Hardcoded has the disadvantage that your code is likely to become DB-specific and that you need to rewrite/rebuild/redistribute on every change. Advantage is that you have it in 1 place.
Stored in a file has the disadvantage that it can become unmaintainable when the application grows. Advantage is that you don't need to rewrite/rebuild the app, unless you need to add an extra DAO method.
Metadata driven has the disadvantage that your model code is very tight coupled with the database model. For every change in the database model you'll need to rewrite/rebuild/redistribute code. Advantage is that it is very abstract and that you can easily switch from DB server without the need to change your model (but ask yourself now: how often would a company switch from DB server? likely at least only once per 3 years, isn't it?).
I won't call stored procedures a "good" solution for this. They have an entirely different purpose. Even though, your code would be dependent on the DB / configuration used.
I don't know if this is optimal, but in my experience they end up hardcoded (i.e. String literals) in the DAO layer.
I don't think anyone will give you the pro/con break down you want as it is a rather large question. So instead here is what I've used in the past, and what I will be using going forward.

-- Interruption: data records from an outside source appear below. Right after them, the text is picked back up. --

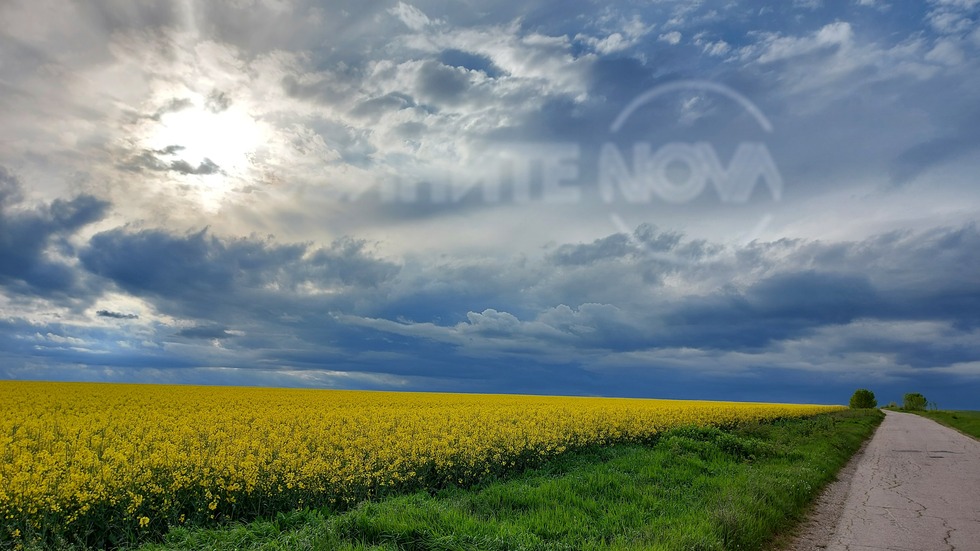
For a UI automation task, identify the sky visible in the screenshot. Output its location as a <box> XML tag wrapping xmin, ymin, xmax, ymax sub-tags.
<box><xmin>0</xmin><ymin>0</ymin><xmax>980</xmax><ymax>409</ymax></box>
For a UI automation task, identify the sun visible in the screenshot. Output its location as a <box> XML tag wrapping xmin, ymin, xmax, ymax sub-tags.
<box><xmin>141</xmin><ymin>95</ymin><xmax>266</xmax><ymax>208</ymax></box>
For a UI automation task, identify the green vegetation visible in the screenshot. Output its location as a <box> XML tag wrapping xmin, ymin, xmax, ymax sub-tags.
<box><xmin>850</xmin><ymin>388</ymin><xmax>878</xmax><ymax>409</ymax></box>
<box><xmin>915</xmin><ymin>411</ymin><xmax>980</xmax><ymax>438</ymax></box>
<box><xmin>130</xmin><ymin>410</ymin><xmax>883</xmax><ymax>551</ymax></box>
<box><xmin>902</xmin><ymin>392</ymin><xmax>929</xmax><ymax>411</ymax></box>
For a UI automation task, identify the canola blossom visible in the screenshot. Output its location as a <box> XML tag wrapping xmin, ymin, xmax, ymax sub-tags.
<box><xmin>0</xmin><ymin>381</ymin><xmax>840</xmax><ymax>546</ymax></box>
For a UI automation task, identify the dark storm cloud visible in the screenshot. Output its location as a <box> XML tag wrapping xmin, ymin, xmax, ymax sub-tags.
<box><xmin>351</xmin><ymin>92</ymin><xmax>416</xmax><ymax>119</ymax></box>
<box><xmin>169</xmin><ymin>158</ymin><xmax>221</xmax><ymax>176</ymax></box>
<box><xmin>79</xmin><ymin>229</ymin><xmax>398</xmax><ymax>319</ymax></box>
<box><xmin>0</xmin><ymin>0</ymin><xmax>980</xmax><ymax>405</ymax></box>
<box><xmin>177</xmin><ymin>326</ymin><xmax>232</xmax><ymax>339</ymax></box>
<box><xmin>95</xmin><ymin>310</ymin><xmax>140</xmax><ymax>320</ymax></box>
<box><xmin>0</xmin><ymin>167</ymin><xmax>109</xmax><ymax>296</ymax></box>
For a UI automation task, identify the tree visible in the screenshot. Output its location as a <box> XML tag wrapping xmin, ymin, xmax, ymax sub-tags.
<box><xmin>902</xmin><ymin>392</ymin><xmax>929</xmax><ymax>410</ymax></box>
<box><xmin>851</xmin><ymin>388</ymin><xmax>878</xmax><ymax>409</ymax></box>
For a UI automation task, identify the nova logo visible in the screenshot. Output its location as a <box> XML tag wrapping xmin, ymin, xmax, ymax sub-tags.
<box><xmin>598</xmin><ymin>80</ymin><xmax>783</xmax><ymax>208</ymax></box>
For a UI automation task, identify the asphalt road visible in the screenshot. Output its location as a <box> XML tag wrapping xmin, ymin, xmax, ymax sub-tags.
<box><xmin>791</xmin><ymin>412</ymin><xmax>980</xmax><ymax>551</ymax></box>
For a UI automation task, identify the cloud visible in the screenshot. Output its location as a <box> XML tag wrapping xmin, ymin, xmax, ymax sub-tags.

I use to use SQL hardcoded in the DAL. I thought this was fine until the DBAs wanted to play with the SQL. Then you have to dig it out, format it and fire it over to the DBAs. Who will laugh at it and replace it all. But without the nice question marks, or the question marks in the wrong order and leave you to stick it back in the Java code.

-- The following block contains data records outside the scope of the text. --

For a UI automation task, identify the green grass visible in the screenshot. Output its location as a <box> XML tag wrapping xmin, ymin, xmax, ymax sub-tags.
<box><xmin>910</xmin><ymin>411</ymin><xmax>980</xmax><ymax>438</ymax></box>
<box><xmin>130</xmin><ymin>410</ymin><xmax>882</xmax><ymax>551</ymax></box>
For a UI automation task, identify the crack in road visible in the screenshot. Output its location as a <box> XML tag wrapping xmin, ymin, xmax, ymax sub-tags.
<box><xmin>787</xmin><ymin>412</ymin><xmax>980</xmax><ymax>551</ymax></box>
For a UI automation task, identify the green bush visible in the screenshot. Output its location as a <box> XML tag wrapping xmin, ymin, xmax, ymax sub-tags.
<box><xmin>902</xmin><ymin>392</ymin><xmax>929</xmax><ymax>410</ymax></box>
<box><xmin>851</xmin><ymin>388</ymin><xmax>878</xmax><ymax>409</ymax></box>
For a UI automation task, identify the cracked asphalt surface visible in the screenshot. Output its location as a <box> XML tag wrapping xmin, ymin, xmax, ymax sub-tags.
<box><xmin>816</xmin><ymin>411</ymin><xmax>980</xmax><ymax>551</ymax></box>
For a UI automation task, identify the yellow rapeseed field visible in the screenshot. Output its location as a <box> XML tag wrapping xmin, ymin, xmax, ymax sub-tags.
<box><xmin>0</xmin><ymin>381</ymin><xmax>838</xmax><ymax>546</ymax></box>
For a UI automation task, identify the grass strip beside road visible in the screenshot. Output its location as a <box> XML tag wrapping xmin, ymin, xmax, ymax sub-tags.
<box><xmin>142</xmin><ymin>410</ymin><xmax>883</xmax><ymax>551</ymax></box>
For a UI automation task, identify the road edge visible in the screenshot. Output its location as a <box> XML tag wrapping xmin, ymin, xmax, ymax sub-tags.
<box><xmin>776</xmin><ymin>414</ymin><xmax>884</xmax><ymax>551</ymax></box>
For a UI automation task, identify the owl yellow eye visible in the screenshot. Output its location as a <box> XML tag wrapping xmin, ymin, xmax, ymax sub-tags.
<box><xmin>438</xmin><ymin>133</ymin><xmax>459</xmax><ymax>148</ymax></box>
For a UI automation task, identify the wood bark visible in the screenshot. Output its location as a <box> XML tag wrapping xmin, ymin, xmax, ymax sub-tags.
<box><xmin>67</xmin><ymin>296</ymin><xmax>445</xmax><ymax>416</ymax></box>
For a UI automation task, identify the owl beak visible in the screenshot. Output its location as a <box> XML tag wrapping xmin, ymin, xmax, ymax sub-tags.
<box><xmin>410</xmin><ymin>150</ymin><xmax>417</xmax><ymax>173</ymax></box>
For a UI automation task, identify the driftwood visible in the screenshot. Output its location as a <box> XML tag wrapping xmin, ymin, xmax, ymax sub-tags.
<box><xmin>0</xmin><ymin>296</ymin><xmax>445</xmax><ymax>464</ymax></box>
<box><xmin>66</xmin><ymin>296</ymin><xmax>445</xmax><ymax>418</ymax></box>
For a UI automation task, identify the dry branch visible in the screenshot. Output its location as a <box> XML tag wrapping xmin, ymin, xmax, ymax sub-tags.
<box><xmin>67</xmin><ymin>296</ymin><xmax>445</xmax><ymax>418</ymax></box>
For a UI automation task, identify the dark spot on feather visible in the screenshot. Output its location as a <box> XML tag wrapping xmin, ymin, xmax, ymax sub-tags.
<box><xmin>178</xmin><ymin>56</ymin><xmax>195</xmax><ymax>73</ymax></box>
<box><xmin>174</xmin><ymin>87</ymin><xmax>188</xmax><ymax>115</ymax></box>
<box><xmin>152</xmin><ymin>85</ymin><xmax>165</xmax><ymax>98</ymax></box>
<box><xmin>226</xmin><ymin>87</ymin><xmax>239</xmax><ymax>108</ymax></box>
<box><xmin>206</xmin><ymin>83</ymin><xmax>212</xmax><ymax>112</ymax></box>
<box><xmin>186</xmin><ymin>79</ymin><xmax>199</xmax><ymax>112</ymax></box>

We have also used a ORM, and while this is great for developers our DBAs hated it as there is no SQL for them to laugh at. We also used a odd ORM (a custom one from 3rd party supplier) which had a habit of killing the database. I've used JPA since and was great, but getting anything complicated using it past the DBAs is a up hill battle.

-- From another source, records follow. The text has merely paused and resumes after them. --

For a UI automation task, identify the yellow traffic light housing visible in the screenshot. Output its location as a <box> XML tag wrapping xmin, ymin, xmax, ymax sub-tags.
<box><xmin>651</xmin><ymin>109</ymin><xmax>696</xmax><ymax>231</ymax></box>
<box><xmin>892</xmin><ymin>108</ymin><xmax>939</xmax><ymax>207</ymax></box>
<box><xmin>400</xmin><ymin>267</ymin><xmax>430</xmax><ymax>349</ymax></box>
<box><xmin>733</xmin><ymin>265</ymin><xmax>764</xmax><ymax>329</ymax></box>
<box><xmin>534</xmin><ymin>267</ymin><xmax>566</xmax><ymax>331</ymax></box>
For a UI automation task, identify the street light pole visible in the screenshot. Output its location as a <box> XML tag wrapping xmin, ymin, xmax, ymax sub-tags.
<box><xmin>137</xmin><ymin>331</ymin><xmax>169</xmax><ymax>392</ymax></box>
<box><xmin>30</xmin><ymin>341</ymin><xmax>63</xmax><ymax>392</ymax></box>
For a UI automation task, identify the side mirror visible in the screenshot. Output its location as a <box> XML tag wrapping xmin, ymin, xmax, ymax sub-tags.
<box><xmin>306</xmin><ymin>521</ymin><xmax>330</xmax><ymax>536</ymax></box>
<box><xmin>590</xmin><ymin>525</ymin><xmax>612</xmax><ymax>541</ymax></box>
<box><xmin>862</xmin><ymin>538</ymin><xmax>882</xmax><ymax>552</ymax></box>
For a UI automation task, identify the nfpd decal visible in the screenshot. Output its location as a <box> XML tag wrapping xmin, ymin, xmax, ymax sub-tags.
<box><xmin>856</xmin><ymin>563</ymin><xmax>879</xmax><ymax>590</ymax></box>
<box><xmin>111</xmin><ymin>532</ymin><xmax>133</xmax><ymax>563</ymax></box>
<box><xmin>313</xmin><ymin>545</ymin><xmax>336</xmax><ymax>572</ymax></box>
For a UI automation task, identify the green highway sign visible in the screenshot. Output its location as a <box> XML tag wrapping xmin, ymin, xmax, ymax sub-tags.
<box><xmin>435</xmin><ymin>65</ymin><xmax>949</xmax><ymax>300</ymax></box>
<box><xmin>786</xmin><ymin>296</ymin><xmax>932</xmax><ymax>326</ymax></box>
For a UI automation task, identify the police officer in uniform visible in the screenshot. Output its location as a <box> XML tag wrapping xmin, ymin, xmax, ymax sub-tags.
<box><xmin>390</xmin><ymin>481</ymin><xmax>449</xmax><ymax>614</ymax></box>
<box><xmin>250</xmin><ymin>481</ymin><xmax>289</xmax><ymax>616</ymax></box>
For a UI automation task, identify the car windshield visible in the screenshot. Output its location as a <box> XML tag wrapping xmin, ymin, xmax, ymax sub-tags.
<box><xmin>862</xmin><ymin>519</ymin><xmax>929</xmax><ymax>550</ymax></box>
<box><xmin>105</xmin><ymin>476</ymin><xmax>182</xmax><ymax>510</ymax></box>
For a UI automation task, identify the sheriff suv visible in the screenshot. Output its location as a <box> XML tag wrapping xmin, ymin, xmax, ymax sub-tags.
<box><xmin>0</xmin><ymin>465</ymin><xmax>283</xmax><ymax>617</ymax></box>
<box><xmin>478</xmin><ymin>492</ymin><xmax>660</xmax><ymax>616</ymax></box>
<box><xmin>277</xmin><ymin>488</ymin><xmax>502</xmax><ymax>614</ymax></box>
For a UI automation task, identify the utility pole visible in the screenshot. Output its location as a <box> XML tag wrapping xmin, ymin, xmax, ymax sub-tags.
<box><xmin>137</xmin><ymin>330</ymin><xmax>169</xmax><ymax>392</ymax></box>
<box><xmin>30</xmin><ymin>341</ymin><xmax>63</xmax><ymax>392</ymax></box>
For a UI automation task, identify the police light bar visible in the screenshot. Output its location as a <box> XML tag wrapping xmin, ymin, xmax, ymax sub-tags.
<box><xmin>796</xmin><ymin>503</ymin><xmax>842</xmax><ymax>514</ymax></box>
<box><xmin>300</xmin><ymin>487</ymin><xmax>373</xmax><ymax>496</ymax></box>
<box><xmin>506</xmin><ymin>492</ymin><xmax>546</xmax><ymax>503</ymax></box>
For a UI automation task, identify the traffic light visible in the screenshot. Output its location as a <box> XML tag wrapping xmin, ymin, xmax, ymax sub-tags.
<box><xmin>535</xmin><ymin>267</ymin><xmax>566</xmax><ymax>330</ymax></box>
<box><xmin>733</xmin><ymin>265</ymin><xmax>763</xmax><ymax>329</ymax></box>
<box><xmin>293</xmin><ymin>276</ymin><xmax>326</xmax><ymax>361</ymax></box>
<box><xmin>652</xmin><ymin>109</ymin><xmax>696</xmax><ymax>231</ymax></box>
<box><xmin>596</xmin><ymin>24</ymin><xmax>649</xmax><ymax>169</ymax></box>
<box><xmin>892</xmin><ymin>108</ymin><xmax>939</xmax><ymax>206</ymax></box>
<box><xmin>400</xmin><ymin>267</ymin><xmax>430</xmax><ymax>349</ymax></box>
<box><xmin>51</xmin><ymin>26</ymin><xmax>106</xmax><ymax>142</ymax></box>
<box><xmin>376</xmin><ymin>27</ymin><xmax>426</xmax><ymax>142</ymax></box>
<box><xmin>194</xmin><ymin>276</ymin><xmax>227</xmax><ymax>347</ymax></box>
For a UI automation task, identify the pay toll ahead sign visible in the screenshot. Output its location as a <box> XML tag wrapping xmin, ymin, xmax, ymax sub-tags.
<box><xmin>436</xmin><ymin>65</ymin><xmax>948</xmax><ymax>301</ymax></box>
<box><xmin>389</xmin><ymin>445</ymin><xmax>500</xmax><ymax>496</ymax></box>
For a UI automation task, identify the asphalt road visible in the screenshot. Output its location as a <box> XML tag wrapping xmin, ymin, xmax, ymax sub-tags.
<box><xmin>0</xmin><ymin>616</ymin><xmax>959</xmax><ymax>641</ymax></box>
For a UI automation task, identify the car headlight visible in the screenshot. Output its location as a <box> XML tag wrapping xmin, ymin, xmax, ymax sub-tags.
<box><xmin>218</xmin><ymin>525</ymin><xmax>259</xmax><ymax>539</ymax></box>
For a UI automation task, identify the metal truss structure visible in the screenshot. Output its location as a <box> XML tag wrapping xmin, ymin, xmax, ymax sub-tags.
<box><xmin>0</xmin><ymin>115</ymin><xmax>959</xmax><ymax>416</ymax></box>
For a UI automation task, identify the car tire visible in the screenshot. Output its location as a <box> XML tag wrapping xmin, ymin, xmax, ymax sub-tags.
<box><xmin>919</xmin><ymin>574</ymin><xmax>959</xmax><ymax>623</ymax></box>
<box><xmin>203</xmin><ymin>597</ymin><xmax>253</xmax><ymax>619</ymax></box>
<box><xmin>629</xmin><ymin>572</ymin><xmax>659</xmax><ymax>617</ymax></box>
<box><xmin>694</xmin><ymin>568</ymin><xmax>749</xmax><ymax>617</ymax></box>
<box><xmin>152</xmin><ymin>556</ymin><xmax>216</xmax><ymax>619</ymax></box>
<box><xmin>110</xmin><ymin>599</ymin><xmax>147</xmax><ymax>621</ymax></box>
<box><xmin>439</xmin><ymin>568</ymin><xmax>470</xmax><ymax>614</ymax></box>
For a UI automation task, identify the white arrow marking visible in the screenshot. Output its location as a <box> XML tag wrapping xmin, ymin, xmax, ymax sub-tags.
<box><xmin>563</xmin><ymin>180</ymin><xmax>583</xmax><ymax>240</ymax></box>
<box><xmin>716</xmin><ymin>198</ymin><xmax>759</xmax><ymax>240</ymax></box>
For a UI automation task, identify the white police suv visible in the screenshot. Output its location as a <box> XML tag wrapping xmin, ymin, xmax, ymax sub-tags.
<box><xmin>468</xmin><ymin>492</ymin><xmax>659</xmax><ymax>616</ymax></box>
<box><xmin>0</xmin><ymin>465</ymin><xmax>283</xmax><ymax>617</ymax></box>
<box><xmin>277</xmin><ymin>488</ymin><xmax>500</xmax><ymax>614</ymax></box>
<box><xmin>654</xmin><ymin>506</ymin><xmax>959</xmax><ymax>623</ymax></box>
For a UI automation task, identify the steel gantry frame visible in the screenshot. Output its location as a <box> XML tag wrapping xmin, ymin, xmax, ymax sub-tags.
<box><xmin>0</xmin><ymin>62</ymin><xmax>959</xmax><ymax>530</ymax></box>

We now use Stored Procedures (with the call statement hardcoded). Now the first thing everyone will complain about is that you are tied to the database. You are. However how often have you changed database? I know for a fact that we simply could not even attempt it, the amount of other code dependent on it plus retraining our DBAs plus migrating the data. It would be a very expensive operation. However if in your world changing DBs at a drop of a hat is required SPs are likely out.
Going forward I would like to use stored procedures with code generation tools to create Java classes from Oracle packages.
Edit 2013-01-31: A few years and DBAs later and we now use Hibernate, going to SQL (stored procs in the DB) only when absolutely required. This I think is the best solution. 99% of the times the DBs don't need to worry about the SQL, and the 1% they do it is in a place they are already comfortable with.
By using an ORM (such as hibernate) you hopefully will have no SQL statements to worry about. Performance is usually acceptable and you get vendor independence as well.
Should SQL code be considered “code” or “metadata”?
Code.
Should stored procedures be used only for performance optimization or they are a legitimate abstraction of the database structure?
Stored procedures allow for reuse, including inside of other stored procedures. This means that you can make one trip to the database & have it execute supporting instructions - the least amount of traffic is ideal. ORM or sproc, the time on the wire going to the db & back is something you can't recoup.
ORM doesn't lend itself to optimization because of its abstraction. IME, ORM also means a lack of referencial integrity - make a database difficult to report from. What was saved in complexity, has now increased to be able to get the data out in a workable fashion.
Is performance a key factor the decision? What about vendor lock-in?
No, simplicity is. Vendor lockin happens with the database as well - SQL is relatively standardized, but there are still vendor specific ways of doing things.